Jane Fisher and Lyn Chitty highlight in BioNews 864 that it's been almost nine months since the UK National Screening Committee (NSC) recommended an 'evaluative implementation of NIPT into the NHS's antenatal screening programme (1) – a recommendation that still awaits ministerial decision. The NSC have recommended the staged implementation of NIPT as a contingent screen. It will be offered as an additional second-line test to women who have already had the currently available screening test and have been found to have a probability of greater than 1 in 150 of giving birth to a child with trisomy 13, 18 or 21.
In the constraints of a publicly funded healthcare system, this step-wise implementation arguably makes ethical as well as scientific sense when compared to a model in which NIPT replaces current screening. It may reduce concerns such as routinisation of screening, the possible loss of moral and temporal 'thinking space' (2), and population harm resulting from overdiagnosis in pregnant women (see BioNews 797). Further, the oversight of testing by a public health body may mitigate the issue of equity of access to testing while accurately presenting the test's positive predictive value. While data now supports the use of NIPT in women from a range of risk backgrounds, it remains an 'advanced screening test' and is not yet diagnostic (3).
This pragmatic and measured approach to the introduction of NIPT into a publicly funded healthcare setting is laudable, but ethical issues inevitably remain. Two particular aspects of the implementation of NIPT require further deliberation: (i) the ongoing prevalence of information-driven conceptions of reproductive autonomy; and (ii) the need to include a richer and more nuanced account of disability. I'll consider each in turn.
First, the claim we should provide appropriate information to promote autonomy in women considering NIPT is intuitive. Fisher and Chitty, for example, assert that: 'A central tenet of prenatal testing is to promote reproductive autonomy by providing women with information that can assist in pregnancy management.'
However, information has a more complex bearing on autonomy than we might initially assume, as Hildt argues in the context of predictive genetic testing (4). Philosophers have played down direct correlations between information and autonomy, or information and consent (5). Providing information alone cannot facilitate reproductive autonomy, and taking a maximisation approach to information and choice could cause harm. Instead of relying on information-driven conceptions of autonomy, facilitating authentic reproductive autonomy is more complex. This involves acknowledging relational aspects (namely that our decisions are influenced by our social context and relationships with others) and encouraging self-reflection to act in accordance with broader life goals. It will be important to build opportunities to undertake such reflection into the roll-out of NIPT.
My second concern relates to conceptions of disability in prenatal testing. There has long been a polarised debate over whether testing in pregnancy properly accounts for disability. This tends to manifest as an impasse between disability advocates and test advocates. Disability advocates voice concerns about the disappearance of the conditions screened for. Test advocates have a tendency to frame disability medically, using terms such as 'suffering' and 'difficulties'.
While one practical way to approach this issue is to ensure any chromosomal condition is framed in a balanced way when discussing screening, this is not sufficient. Academics active in this area emphasise that we should be wary of thinking of disability as one entity or of ignoring its subjective, experiential aspects. We require richer and more complex deliberations on difference, opportunity and belonging. We need to pay attention to language and move away from solely individualised notions of disability to one that also encompasses shared experience and vulnerability.

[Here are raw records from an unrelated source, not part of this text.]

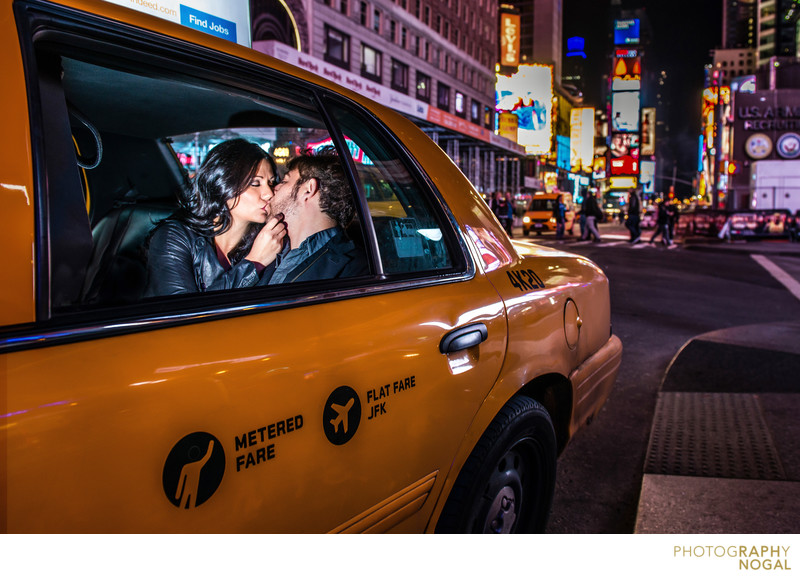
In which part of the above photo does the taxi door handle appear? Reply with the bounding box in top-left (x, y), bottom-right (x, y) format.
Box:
top-left (439, 322), bottom-right (489, 354)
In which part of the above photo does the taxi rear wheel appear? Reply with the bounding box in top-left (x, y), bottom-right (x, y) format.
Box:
top-left (436, 396), bottom-right (556, 533)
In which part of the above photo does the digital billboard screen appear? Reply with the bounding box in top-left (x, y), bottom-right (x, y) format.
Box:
top-left (611, 50), bottom-right (642, 91)
top-left (103, 0), bottom-right (251, 48)
top-left (611, 133), bottom-right (639, 159)
top-left (497, 64), bottom-right (553, 155)
top-left (569, 107), bottom-right (594, 169)
top-left (611, 91), bottom-right (640, 133)
top-left (614, 18), bottom-right (639, 46)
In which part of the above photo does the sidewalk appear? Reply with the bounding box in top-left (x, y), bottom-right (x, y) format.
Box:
top-left (635, 312), bottom-right (800, 534)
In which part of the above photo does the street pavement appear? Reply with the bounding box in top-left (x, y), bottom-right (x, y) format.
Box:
top-left (517, 224), bottom-right (800, 534)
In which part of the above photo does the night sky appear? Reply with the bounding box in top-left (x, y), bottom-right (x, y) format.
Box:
top-left (563, 0), bottom-right (722, 192)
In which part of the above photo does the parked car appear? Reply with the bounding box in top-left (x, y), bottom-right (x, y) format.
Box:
top-left (0, 0), bottom-right (622, 533)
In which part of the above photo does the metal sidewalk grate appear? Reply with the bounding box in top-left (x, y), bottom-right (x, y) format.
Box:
top-left (645, 392), bottom-right (786, 480)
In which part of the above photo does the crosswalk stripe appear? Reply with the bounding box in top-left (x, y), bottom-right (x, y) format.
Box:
top-left (750, 254), bottom-right (800, 300)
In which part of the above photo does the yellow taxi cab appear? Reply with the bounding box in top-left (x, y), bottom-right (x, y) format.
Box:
top-left (0, 0), bottom-right (622, 533)
top-left (522, 191), bottom-right (575, 236)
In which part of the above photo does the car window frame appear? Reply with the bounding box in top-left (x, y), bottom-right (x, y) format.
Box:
top-left (0, 0), bottom-right (476, 352)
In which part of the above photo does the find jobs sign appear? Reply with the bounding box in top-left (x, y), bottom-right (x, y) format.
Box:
top-left (107, 0), bottom-right (251, 48)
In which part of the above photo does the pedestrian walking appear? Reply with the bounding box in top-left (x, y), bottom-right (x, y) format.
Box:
top-left (492, 191), bottom-right (512, 235)
top-left (625, 189), bottom-right (642, 243)
top-left (581, 189), bottom-right (603, 243)
top-left (650, 199), bottom-right (672, 247)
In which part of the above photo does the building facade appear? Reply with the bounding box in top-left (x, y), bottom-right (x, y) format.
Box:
top-left (251, 0), bottom-right (524, 194)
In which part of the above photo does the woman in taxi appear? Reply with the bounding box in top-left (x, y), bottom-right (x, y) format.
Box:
top-left (145, 139), bottom-right (286, 296)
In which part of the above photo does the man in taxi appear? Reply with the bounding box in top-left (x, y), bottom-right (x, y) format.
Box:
top-left (261, 147), bottom-right (369, 285)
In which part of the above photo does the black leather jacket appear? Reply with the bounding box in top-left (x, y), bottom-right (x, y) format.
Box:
top-left (145, 219), bottom-right (261, 297)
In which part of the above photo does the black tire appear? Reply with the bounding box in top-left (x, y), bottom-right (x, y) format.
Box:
top-left (436, 396), bottom-right (556, 533)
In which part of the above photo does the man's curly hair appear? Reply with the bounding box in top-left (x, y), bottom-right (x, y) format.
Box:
top-left (286, 147), bottom-right (355, 227)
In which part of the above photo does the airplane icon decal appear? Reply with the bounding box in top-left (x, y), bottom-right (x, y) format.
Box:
top-left (322, 386), bottom-right (361, 446)
top-left (331, 398), bottom-right (356, 434)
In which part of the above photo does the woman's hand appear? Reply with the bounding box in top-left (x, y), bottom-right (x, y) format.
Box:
top-left (250, 213), bottom-right (286, 267)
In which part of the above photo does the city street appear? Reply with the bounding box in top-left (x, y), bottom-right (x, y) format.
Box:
top-left (517, 224), bottom-right (800, 533)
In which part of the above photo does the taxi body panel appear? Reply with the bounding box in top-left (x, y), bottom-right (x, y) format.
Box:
top-left (0, 0), bottom-right (621, 532)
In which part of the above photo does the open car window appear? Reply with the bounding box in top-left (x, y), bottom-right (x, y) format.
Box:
top-left (32, 47), bottom-right (372, 314)
top-left (329, 102), bottom-right (463, 276)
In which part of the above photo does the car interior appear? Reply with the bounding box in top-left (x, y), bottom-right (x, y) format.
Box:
top-left (31, 38), bottom-right (460, 320)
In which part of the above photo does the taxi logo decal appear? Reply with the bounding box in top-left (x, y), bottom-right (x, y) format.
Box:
top-left (506, 269), bottom-right (544, 292)
top-left (322, 386), bottom-right (361, 446)
top-left (162, 432), bottom-right (225, 509)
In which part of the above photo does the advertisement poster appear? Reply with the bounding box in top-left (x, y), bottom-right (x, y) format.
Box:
top-left (103, 0), bottom-right (251, 48)
top-left (497, 64), bottom-right (553, 155)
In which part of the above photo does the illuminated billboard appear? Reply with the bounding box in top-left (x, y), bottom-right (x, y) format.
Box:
top-left (608, 177), bottom-right (638, 189)
top-left (103, 0), bottom-right (251, 48)
top-left (497, 64), bottom-right (553, 155)
top-left (614, 18), bottom-right (639, 46)
top-left (641, 108), bottom-right (656, 155)
top-left (497, 113), bottom-right (519, 143)
top-left (611, 49), bottom-right (642, 91)
top-left (500, 12), bottom-right (519, 67)
top-left (639, 161), bottom-right (656, 195)
top-left (609, 155), bottom-right (639, 176)
top-left (569, 107), bottom-right (594, 170)
top-left (611, 91), bottom-right (639, 133)
top-left (592, 157), bottom-right (606, 179)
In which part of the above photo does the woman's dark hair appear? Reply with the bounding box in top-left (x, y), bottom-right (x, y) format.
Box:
top-left (177, 139), bottom-right (278, 262)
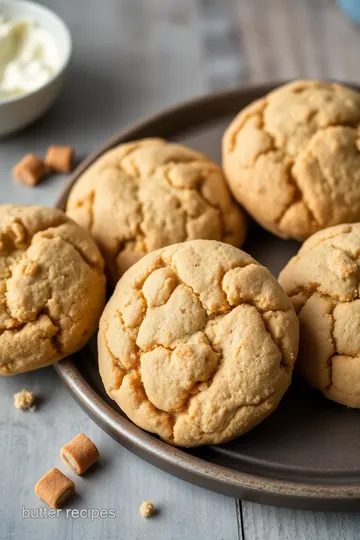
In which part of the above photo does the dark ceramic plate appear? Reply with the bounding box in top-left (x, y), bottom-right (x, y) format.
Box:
top-left (56, 86), bottom-right (360, 510)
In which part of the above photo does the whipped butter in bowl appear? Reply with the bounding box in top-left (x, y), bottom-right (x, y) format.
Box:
top-left (0, 14), bottom-right (61, 99)
top-left (0, 0), bottom-right (71, 136)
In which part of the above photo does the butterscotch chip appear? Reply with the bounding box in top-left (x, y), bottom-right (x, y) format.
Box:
top-left (223, 80), bottom-right (360, 240)
top-left (0, 205), bottom-right (106, 375)
top-left (279, 223), bottom-right (360, 408)
top-left (60, 433), bottom-right (100, 474)
top-left (98, 240), bottom-right (299, 446)
top-left (35, 469), bottom-right (75, 509)
top-left (14, 389), bottom-right (35, 409)
top-left (13, 154), bottom-right (46, 186)
top-left (45, 145), bottom-right (74, 173)
top-left (140, 501), bottom-right (154, 518)
top-left (66, 139), bottom-right (245, 284)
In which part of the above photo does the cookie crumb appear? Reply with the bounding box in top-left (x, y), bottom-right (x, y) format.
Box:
top-left (14, 388), bottom-right (35, 412)
top-left (140, 501), bottom-right (154, 518)
top-left (13, 154), bottom-right (46, 186)
top-left (45, 144), bottom-right (75, 173)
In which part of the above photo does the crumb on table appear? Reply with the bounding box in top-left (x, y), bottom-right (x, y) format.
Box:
top-left (140, 501), bottom-right (154, 518)
top-left (14, 388), bottom-right (35, 409)
top-left (35, 468), bottom-right (75, 509)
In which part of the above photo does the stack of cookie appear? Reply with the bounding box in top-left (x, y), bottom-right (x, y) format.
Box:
top-left (4, 81), bottom-right (360, 447)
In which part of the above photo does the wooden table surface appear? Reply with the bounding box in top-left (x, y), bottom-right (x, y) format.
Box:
top-left (0, 0), bottom-right (360, 540)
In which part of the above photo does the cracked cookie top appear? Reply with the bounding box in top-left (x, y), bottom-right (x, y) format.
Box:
top-left (98, 240), bottom-right (298, 446)
top-left (66, 139), bottom-right (245, 284)
top-left (279, 223), bottom-right (360, 407)
top-left (0, 205), bottom-right (105, 375)
top-left (223, 81), bottom-right (360, 240)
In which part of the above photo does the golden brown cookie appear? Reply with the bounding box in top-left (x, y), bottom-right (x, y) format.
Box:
top-left (279, 223), bottom-right (360, 407)
top-left (66, 139), bottom-right (245, 284)
top-left (0, 205), bottom-right (105, 375)
top-left (223, 81), bottom-right (360, 240)
top-left (98, 240), bottom-right (299, 446)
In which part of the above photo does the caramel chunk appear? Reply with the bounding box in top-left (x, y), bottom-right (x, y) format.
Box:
top-left (140, 501), bottom-right (155, 518)
top-left (45, 145), bottom-right (74, 173)
top-left (60, 433), bottom-right (100, 474)
top-left (13, 154), bottom-right (45, 186)
top-left (35, 469), bottom-right (75, 509)
top-left (14, 389), bottom-right (35, 409)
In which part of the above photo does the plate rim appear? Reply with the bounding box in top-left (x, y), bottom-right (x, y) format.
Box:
top-left (55, 81), bottom-right (360, 511)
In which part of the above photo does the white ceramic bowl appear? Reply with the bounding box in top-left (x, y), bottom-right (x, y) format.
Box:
top-left (0, 0), bottom-right (72, 137)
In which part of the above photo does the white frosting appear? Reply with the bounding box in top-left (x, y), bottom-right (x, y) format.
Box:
top-left (0, 17), bottom-right (60, 99)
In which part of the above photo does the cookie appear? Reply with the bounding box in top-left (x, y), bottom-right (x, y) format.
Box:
top-left (98, 240), bottom-right (299, 447)
top-left (0, 205), bottom-right (105, 375)
top-left (279, 223), bottom-right (360, 408)
top-left (223, 81), bottom-right (360, 241)
top-left (66, 139), bottom-right (245, 284)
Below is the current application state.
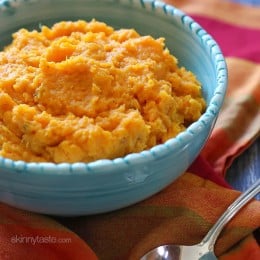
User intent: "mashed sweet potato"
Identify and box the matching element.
[0,20,205,163]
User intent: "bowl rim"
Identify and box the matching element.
[0,0,228,175]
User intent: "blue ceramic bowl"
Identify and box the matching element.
[0,0,227,216]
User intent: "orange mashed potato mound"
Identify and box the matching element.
[0,20,205,163]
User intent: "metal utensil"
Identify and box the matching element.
[140,179,260,260]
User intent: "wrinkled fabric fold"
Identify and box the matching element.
[0,0,260,260]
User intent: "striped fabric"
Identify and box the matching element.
[0,0,260,260]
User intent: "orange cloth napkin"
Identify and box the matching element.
[0,0,260,260]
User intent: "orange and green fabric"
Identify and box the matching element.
[0,0,260,260]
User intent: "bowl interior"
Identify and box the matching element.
[0,0,221,104]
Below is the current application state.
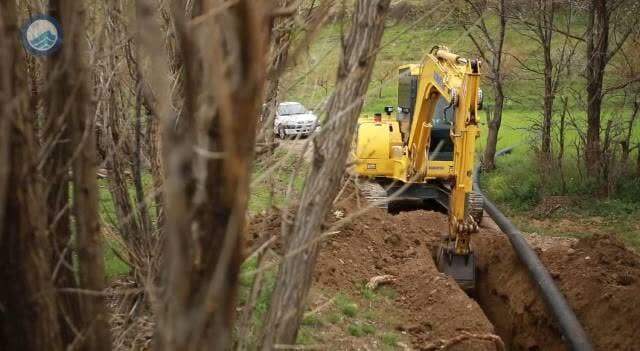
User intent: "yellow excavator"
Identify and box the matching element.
[355,47,483,290]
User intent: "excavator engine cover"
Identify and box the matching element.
[436,240,476,293]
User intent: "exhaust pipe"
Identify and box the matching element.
[473,146,593,351]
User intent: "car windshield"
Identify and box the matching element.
[278,104,307,116]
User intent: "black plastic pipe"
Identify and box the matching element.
[473,146,593,351]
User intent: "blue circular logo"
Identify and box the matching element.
[22,15,63,56]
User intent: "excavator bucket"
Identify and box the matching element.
[436,243,476,293]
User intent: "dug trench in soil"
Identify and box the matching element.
[252,191,499,351]
[250,186,640,350]
[475,230,640,351]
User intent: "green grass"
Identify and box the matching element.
[380,333,400,347]
[347,322,376,337]
[302,313,324,327]
[249,148,309,213]
[481,151,640,251]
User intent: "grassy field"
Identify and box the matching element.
[101,7,640,276]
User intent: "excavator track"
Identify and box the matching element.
[357,180,389,211]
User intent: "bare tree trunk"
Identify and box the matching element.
[636,143,640,177]
[482,86,504,171]
[585,0,609,178]
[558,97,569,195]
[261,0,389,350]
[156,0,269,350]
[60,0,111,351]
[261,0,295,150]
[539,8,555,160]
[42,0,83,345]
[456,0,507,171]
[0,1,62,351]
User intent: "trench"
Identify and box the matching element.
[389,202,569,351]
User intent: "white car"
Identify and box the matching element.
[273,102,320,139]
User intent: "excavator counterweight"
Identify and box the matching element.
[355,47,483,290]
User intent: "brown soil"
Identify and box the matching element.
[252,188,640,350]
[476,233,640,350]
[315,209,496,350]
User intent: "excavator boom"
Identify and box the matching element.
[356,47,482,288]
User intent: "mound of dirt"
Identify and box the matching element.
[252,184,640,351]
[476,232,640,350]
[253,203,497,350]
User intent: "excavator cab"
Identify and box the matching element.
[355,47,483,290]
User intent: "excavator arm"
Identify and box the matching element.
[408,48,481,289]
[355,47,482,289]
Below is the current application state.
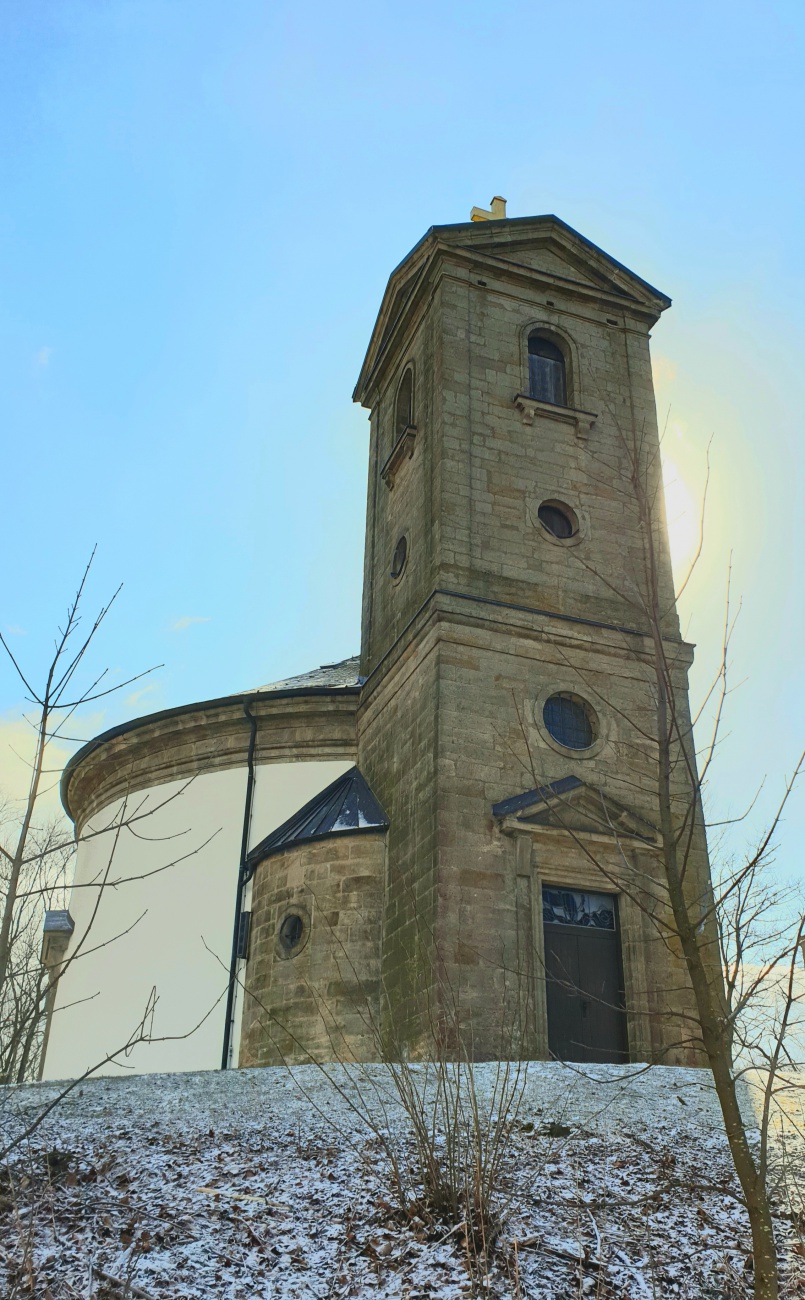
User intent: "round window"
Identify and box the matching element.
[537,501,579,541]
[277,911,304,954]
[391,534,408,577]
[542,690,598,749]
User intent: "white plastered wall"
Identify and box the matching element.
[44,762,352,1079]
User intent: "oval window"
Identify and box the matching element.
[278,911,304,953]
[542,690,598,749]
[391,534,408,577]
[537,501,579,542]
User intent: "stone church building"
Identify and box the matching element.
[44,199,707,1078]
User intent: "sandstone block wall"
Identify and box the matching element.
[239,833,385,1066]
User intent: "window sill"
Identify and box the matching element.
[380,424,416,490]
[514,393,598,439]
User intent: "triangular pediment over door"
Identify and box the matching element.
[492,776,658,845]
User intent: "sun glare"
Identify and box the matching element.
[662,456,698,573]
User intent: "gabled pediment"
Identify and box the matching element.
[352,216,671,402]
[492,776,658,844]
[457,238,626,302]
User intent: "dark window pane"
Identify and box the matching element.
[537,506,576,537]
[280,913,304,953]
[528,334,567,406]
[542,887,615,930]
[391,537,408,577]
[542,693,596,749]
[394,371,414,442]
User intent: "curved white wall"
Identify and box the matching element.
[44,762,352,1079]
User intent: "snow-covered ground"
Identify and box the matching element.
[0,1063,805,1300]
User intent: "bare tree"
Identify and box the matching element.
[0,551,218,1083]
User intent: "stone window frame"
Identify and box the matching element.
[274,898,313,962]
[533,676,610,763]
[389,524,411,586]
[512,827,654,1062]
[391,356,416,445]
[525,493,590,550]
[380,356,417,489]
[520,316,584,411]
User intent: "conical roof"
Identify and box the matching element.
[246,767,389,875]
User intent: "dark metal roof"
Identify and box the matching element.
[492,776,584,816]
[246,767,389,875]
[42,910,75,935]
[255,655,362,694]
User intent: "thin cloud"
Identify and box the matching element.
[126,686,156,709]
[170,614,209,632]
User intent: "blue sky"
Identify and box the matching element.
[0,0,805,871]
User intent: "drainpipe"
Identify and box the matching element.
[221,699,257,1070]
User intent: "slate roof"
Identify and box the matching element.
[246,767,389,875]
[255,655,363,694]
[42,909,75,935]
[492,776,584,816]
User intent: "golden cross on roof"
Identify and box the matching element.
[469,194,506,221]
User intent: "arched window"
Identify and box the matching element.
[394,367,414,442]
[528,334,567,406]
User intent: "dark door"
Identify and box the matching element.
[544,891,628,1063]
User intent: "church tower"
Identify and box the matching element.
[354,199,706,1063]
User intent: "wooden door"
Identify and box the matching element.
[545,896,628,1063]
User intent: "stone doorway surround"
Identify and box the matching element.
[493,777,688,1063]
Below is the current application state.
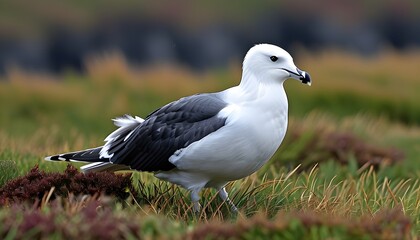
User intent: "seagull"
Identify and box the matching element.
[45,44,311,212]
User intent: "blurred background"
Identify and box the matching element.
[0,0,420,177]
[0,0,420,74]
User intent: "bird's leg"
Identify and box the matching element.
[191,190,201,214]
[219,187,238,213]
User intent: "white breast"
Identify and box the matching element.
[170,84,288,186]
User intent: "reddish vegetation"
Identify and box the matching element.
[0,165,134,205]
[0,199,140,239]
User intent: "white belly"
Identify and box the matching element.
[166,103,287,186]
[156,85,288,190]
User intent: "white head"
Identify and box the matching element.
[243,44,311,85]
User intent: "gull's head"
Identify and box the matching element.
[243,44,311,86]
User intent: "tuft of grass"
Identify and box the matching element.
[0,160,18,188]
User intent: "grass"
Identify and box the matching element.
[0,51,420,239]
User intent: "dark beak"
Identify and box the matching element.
[282,68,312,86]
[296,68,312,86]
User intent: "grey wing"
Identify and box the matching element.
[107,93,227,172]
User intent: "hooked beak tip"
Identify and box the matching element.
[300,71,312,86]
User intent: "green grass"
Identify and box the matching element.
[0,53,420,239]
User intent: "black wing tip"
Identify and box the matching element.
[44,155,70,161]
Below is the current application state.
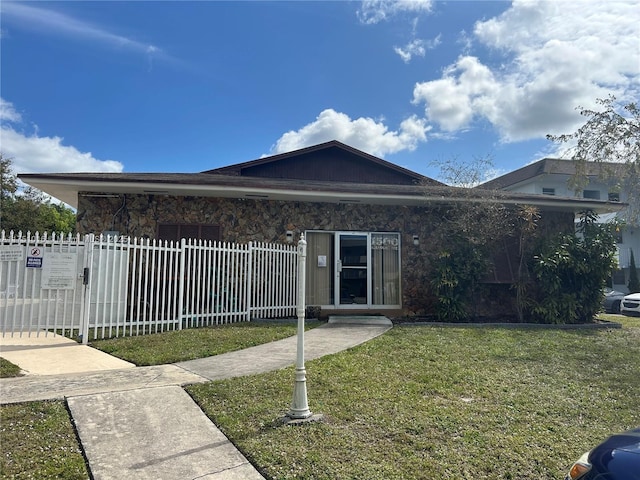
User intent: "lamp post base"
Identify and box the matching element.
[287,368,311,419]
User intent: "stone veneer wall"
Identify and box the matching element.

The implementation and evaluation of a staged rollout of NIPT offers an unprecedented opportunity for quality and in-depth deliberation on concepts such as reproductive autonomy and disability. Stakeholders in NIPT should aim to avoid speaking past each other, particularly given the importance of conversations on whether, how or why it is appropriate to make choices that impact the children we have.
I acknowledge Dr Lisa Dive and Associate Professor Catherine Mills. Dr Dive’s ongoing work on autonomy in bioethics (as part of an MPhil at the University of Sydney) has informed my thinking on this topic. Associate Professor Mills recently convened a roundtable on disability and reproductive choice at Monash University. My role as commentator at this event allowed me the opportunity to assemble the thoughts I have provided in this Commentary.